In order to find the output power, I need to find the torque for the rings 5 and 6. Torque and angular velocity of the sun 1 is known. Also I have all the other angular velocities. I am trying to figure out a methodology to design the free body diagram of this system.

If the positive sign is clockwise, how can I add the torque T5 and T6 to this free body diagram?

  • $\begingroup$ I heard there is something called "The Lever Method" do this. $\endgroup$ Commented Jan 8, 2016 at 2:23

1 Answer 1


In this answer, I'm going to use the sign convention that torques and angular velocities are positive if their direction points to the right (left would be an equally valid alternative for this answer too) using the Right Hand Rule, i.e. seen as clockwise if looking from the left hand side. Any gears spinning in the opposite direction will have a negative angular velocity.


One approach to determining the torques on each gear would be to draw the free body diagram of an individual gear with all the forces (meshing gears, shaft reaction) and external torques (shaft torque) exerted onto that gear. Then, by neglecting inertial forces, use equilibrium to write an expression relating the unknown teeth forces and external torques. An example of this is done for the gear marked with a 1:

enter image description here

Note the directions of the forces are completely arbitrary, while the input torque respects the sign convention.

Applying equilibrium, and eliminating the shaft force (only interested in gear forces and external torques), we get:

$$F_{II} = T_{in}/r_1$$

where $r_1$ is the gear pitch radius (approximately) or the distance from the gear centre to the pressure line (accurate, but not needed if ultimately interested in external torques). Repeating this for all gears, it should then be possible to relate the external torques to each other, and determine the ratios of each relative to the input torque, the sign of which ratio indicating the direction of the torque.

For some gear bodies, there will only be forces acting on it. The following example of a gear train should highlight this:

enter image description here

Free Body Diagrams: enter image description here

Note how the middle gear has no external torque acting on it.


The second approach can be simpler to use, especially if the angular velocities are already known. First of all, a single algebraic equation relating the angular velocities of gears with external torques should be obtained. For simple gear trains, this equation has only two angular velocities, and takes the form: $$\omega_{out} = G \omega_{in}$$ where $G$ is the gear ratio to be determined. For most planetary systems, there can be three angular velocities. An example I will use is the speed rule for a simple planetary gearbox:

enter image description here

$$\omega_s = (1+R)\omega_c - R\omega_a$$

where subscripts 's','c' and 'a' refer to the sun, carrier and annulus gears. $R$ is the ratio of teeth of the annulus gear to that of the sun gear.
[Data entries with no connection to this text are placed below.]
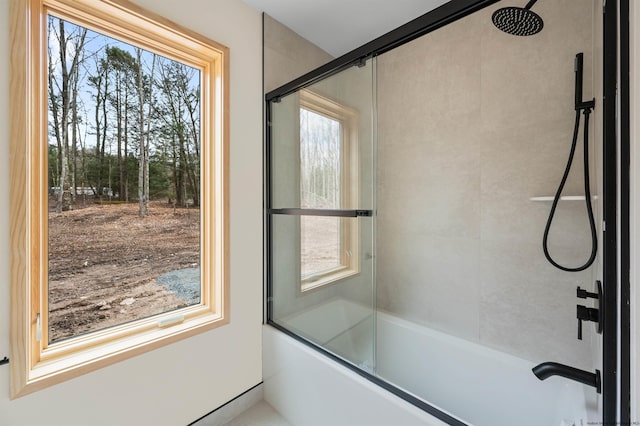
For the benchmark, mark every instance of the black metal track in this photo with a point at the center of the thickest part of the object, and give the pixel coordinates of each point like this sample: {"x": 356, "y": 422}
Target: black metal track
{"x": 610, "y": 212}
{"x": 322, "y": 212}
{"x": 625, "y": 193}
{"x": 443, "y": 15}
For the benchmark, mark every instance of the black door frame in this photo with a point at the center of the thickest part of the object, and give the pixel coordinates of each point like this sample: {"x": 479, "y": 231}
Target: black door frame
{"x": 616, "y": 189}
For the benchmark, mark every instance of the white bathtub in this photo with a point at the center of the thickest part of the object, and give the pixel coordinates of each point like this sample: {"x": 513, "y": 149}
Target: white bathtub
{"x": 478, "y": 385}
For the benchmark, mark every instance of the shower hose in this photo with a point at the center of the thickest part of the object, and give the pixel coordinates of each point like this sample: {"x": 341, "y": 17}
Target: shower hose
{"x": 587, "y": 196}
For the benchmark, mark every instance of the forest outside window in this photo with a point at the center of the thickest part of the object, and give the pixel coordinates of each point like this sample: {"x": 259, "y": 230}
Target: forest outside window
{"x": 328, "y": 180}
{"x": 119, "y": 186}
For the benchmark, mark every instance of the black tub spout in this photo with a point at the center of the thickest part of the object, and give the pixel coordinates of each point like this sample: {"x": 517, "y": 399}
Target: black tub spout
{"x": 548, "y": 369}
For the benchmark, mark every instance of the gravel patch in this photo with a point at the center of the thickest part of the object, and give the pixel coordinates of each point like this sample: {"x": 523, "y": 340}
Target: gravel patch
{"x": 185, "y": 283}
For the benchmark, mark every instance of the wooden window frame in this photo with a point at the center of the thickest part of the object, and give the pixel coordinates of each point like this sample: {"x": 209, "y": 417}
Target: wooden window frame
{"x": 349, "y": 228}
{"x": 36, "y": 364}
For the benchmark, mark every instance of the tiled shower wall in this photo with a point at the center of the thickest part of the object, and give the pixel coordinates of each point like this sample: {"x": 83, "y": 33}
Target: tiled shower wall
{"x": 472, "y": 122}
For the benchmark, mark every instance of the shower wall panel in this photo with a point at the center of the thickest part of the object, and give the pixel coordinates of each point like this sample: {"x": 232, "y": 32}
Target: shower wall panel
{"x": 287, "y": 55}
{"x": 472, "y": 123}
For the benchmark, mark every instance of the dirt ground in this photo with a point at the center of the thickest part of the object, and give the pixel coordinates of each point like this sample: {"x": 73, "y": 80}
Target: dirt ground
{"x": 104, "y": 261}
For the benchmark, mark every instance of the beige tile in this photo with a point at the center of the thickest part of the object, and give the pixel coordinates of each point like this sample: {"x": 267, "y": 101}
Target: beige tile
{"x": 528, "y": 308}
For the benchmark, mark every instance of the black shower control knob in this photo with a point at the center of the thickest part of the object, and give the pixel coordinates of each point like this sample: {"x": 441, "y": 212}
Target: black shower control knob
{"x": 583, "y": 294}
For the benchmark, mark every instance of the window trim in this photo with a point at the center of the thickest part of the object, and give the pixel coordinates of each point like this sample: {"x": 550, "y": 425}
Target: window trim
{"x": 349, "y": 228}
{"x": 34, "y": 363}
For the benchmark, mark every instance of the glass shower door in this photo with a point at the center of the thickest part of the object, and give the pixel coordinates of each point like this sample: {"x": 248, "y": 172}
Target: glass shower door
{"x": 320, "y": 214}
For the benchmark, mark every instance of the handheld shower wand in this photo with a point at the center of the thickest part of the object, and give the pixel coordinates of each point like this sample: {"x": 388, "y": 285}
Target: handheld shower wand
{"x": 586, "y": 108}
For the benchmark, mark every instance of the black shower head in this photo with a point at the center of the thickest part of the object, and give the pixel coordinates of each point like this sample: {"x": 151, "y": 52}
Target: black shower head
{"x": 519, "y": 21}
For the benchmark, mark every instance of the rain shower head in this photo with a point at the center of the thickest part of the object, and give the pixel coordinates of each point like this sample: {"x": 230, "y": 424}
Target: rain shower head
{"x": 520, "y": 21}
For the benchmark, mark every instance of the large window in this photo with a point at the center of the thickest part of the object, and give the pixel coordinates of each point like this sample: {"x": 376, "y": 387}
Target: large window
{"x": 328, "y": 180}
{"x": 118, "y": 186}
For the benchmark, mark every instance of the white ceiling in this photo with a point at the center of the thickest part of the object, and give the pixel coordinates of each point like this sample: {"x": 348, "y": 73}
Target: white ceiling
{"x": 339, "y": 26}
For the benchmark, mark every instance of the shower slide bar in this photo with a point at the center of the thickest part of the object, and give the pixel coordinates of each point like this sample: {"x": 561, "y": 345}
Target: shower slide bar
{"x": 323, "y": 212}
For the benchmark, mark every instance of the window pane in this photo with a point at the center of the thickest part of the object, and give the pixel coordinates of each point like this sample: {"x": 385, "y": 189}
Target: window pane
{"x": 320, "y": 245}
{"x": 124, "y": 182}
{"x": 320, "y": 161}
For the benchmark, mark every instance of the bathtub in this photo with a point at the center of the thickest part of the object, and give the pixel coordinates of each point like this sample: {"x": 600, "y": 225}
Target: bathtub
{"x": 475, "y": 384}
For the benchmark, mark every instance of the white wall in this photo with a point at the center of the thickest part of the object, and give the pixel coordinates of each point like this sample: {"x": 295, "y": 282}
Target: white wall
{"x": 181, "y": 382}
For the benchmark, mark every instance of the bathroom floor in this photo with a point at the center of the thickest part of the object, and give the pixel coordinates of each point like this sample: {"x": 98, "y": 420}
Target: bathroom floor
{"x": 260, "y": 414}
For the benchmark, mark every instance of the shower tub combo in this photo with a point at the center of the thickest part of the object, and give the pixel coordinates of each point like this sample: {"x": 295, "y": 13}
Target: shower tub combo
{"x": 422, "y": 260}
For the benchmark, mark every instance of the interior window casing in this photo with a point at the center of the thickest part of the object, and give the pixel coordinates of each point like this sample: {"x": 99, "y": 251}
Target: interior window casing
{"x": 35, "y": 364}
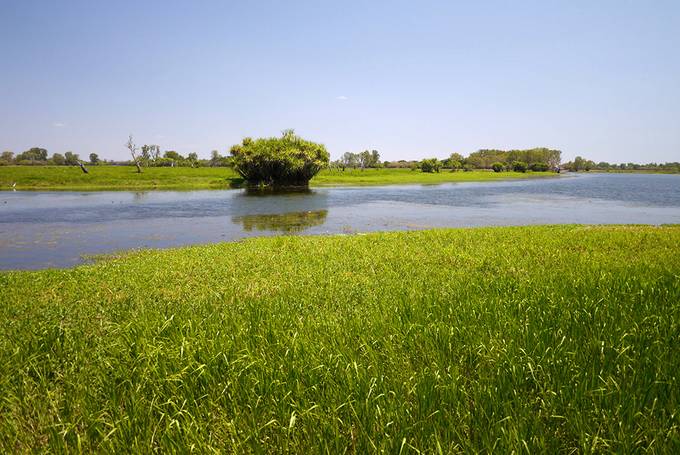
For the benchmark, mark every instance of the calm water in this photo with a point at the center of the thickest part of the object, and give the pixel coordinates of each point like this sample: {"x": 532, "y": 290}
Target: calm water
{"x": 55, "y": 229}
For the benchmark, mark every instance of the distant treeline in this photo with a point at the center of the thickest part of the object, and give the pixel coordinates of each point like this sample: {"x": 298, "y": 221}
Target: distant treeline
{"x": 536, "y": 159}
{"x": 582, "y": 164}
{"x": 150, "y": 156}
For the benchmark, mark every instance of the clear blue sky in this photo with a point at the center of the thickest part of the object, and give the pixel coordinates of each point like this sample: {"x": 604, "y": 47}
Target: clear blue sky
{"x": 411, "y": 79}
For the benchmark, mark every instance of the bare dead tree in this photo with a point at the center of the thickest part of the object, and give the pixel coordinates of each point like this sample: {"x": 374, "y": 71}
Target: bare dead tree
{"x": 130, "y": 144}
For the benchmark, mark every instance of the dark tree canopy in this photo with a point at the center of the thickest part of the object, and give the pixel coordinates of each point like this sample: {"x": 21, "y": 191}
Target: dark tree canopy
{"x": 285, "y": 161}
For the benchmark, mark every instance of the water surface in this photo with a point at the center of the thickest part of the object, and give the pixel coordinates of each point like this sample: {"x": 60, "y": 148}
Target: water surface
{"x": 55, "y": 229}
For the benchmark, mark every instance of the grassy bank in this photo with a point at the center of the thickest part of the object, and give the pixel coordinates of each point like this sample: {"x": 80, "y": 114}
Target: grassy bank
{"x": 126, "y": 177}
{"x": 496, "y": 339}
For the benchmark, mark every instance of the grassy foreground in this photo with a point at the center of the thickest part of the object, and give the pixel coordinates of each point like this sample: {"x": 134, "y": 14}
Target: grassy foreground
{"x": 126, "y": 177}
{"x": 496, "y": 339}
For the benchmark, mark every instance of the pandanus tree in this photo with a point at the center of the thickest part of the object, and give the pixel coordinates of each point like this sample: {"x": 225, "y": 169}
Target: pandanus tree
{"x": 288, "y": 160}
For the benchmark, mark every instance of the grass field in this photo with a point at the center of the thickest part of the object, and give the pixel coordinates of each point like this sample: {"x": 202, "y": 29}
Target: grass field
{"x": 539, "y": 339}
{"x": 126, "y": 177}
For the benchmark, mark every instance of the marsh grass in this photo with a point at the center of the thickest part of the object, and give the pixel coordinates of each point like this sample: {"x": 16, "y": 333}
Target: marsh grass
{"x": 179, "y": 178}
{"x": 550, "y": 339}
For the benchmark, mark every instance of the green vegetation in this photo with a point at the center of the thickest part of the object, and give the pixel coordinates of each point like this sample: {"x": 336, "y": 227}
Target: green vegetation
{"x": 581, "y": 164}
{"x": 406, "y": 176}
{"x": 485, "y": 158}
{"x": 113, "y": 178}
{"x": 103, "y": 177}
{"x": 285, "y": 161}
{"x": 539, "y": 339}
{"x": 430, "y": 165}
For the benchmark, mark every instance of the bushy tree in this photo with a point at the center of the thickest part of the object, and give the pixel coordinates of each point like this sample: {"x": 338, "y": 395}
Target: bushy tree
{"x": 33, "y": 154}
{"x": 6, "y": 158}
{"x": 498, "y": 167}
{"x": 430, "y": 165}
{"x": 71, "y": 159}
{"x": 538, "y": 167}
{"x": 519, "y": 166}
{"x": 285, "y": 161}
{"x": 58, "y": 159}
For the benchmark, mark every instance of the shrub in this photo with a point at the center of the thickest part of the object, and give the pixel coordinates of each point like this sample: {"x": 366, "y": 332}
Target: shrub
{"x": 431, "y": 165}
{"x": 519, "y": 166}
{"x": 498, "y": 167}
{"x": 538, "y": 167}
{"x": 285, "y": 161}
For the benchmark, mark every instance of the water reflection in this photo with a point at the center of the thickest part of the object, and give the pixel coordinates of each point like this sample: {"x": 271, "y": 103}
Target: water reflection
{"x": 282, "y": 222}
{"x": 277, "y": 191}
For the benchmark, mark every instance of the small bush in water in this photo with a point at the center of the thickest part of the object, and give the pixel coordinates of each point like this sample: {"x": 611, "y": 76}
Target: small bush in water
{"x": 285, "y": 161}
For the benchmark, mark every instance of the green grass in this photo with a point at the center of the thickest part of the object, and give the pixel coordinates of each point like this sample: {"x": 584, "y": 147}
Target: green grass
{"x": 113, "y": 178}
{"x": 407, "y": 176}
{"x": 126, "y": 177}
{"x": 540, "y": 339}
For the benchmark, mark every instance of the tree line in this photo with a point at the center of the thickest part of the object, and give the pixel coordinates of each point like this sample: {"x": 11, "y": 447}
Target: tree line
{"x": 582, "y": 164}
{"x": 536, "y": 159}
{"x": 39, "y": 156}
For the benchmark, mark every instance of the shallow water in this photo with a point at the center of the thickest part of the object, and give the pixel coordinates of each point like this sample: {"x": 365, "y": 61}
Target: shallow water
{"x": 57, "y": 229}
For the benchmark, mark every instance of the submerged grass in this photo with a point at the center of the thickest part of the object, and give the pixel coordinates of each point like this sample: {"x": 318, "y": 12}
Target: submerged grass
{"x": 126, "y": 177}
{"x": 551, "y": 339}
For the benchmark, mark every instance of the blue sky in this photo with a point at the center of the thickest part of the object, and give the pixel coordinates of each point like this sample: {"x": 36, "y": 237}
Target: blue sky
{"x": 410, "y": 79}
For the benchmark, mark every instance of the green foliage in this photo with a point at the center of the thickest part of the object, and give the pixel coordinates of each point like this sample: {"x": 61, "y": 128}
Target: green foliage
{"x": 484, "y": 159}
{"x": 288, "y": 160}
{"x": 538, "y": 167}
{"x": 58, "y": 159}
{"x": 444, "y": 341}
{"x": 519, "y": 166}
{"x": 33, "y": 154}
{"x": 430, "y": 165}
{"x": 364, "y": 160}
{"x": 163, "y": 176}
{"x": 71, "y": 159}
{"x": 6, "y": 158}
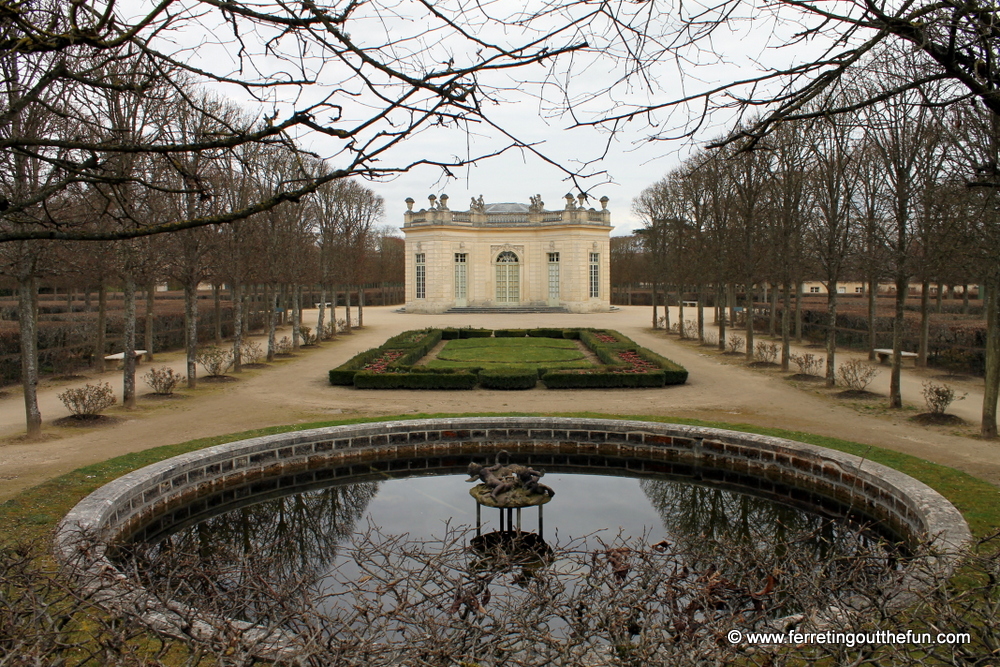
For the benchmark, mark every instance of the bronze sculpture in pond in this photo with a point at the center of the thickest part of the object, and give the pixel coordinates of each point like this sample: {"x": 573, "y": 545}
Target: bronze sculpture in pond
{"x": 503, "y": 478}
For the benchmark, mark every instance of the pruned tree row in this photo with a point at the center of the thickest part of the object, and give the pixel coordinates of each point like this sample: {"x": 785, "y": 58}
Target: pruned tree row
{"x": 893, "y": 191}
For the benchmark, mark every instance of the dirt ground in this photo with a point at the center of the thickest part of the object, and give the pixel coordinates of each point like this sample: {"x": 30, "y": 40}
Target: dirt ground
{"x": 295, "y": 390}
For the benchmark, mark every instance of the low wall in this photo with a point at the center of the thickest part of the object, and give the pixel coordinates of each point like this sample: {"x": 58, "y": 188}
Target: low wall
{"x": 178, "y": 489}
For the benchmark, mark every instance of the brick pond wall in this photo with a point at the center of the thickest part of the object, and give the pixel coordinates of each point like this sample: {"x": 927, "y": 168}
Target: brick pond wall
{"x": 179, "y": 489}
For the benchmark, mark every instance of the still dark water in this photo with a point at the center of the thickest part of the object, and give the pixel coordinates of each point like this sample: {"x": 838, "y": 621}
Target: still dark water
{"x": 323, "y": 540}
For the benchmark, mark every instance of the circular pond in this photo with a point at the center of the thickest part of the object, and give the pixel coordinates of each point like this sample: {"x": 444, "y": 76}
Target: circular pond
{"x": 365, "y": 538}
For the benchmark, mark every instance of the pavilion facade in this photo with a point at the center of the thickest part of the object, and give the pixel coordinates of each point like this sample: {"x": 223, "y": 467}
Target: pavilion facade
{"x": 507, "y": 255}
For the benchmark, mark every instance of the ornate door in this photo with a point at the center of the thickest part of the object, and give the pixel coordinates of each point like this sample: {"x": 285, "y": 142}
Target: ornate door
{"x": 508, "y": 287}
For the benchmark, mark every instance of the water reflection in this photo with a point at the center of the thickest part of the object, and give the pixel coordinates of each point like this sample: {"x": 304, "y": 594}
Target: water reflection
{"x": 311, "y": 549}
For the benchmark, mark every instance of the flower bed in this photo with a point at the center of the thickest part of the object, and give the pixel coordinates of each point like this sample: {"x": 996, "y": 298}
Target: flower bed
{"x": 626, "y": 364}
{"x": 381, "y": 363}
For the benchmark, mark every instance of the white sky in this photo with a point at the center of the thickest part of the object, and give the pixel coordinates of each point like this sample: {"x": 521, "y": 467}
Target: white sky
{"x": 631, "y": 162}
Now, we need a power balanced equation: power in = power out. This is where the sign convention comes in handy: since the conventional directions of torque and angular velocity are the same, multiplying the external torque acting on a gear with its angular velocity will give you the value of power in. Therefore, the power balance equation will be the sum of all the power-in products, equal to zero. i.e. In general:

$$\sum_i T_i \omega_i = 0$$

For my example, this is:

$$T_c \omega_c + T_s \omega_s + T_a \omega_a=0$$

For a simple gear train, it would now be very simple to substitute the angular velocity equation into the power balance equation, but not immediately so for angular velocity equations with more than two velocities. To solve such equations, you need to set one of the angular velocities to zero, as if holding that gear still, e.g.:

Set $\omega_a=0$:

Ang. Vel. Equation: $\omega_s = (1+R)\omega_c$

Power Balance: $T_c \omega_c + T_s \omega_s=0$

Substitute Ang. Vel. Equation into power balance: $T_c/T_s = -(1+R)$

Repeat for setting another velocity to zero.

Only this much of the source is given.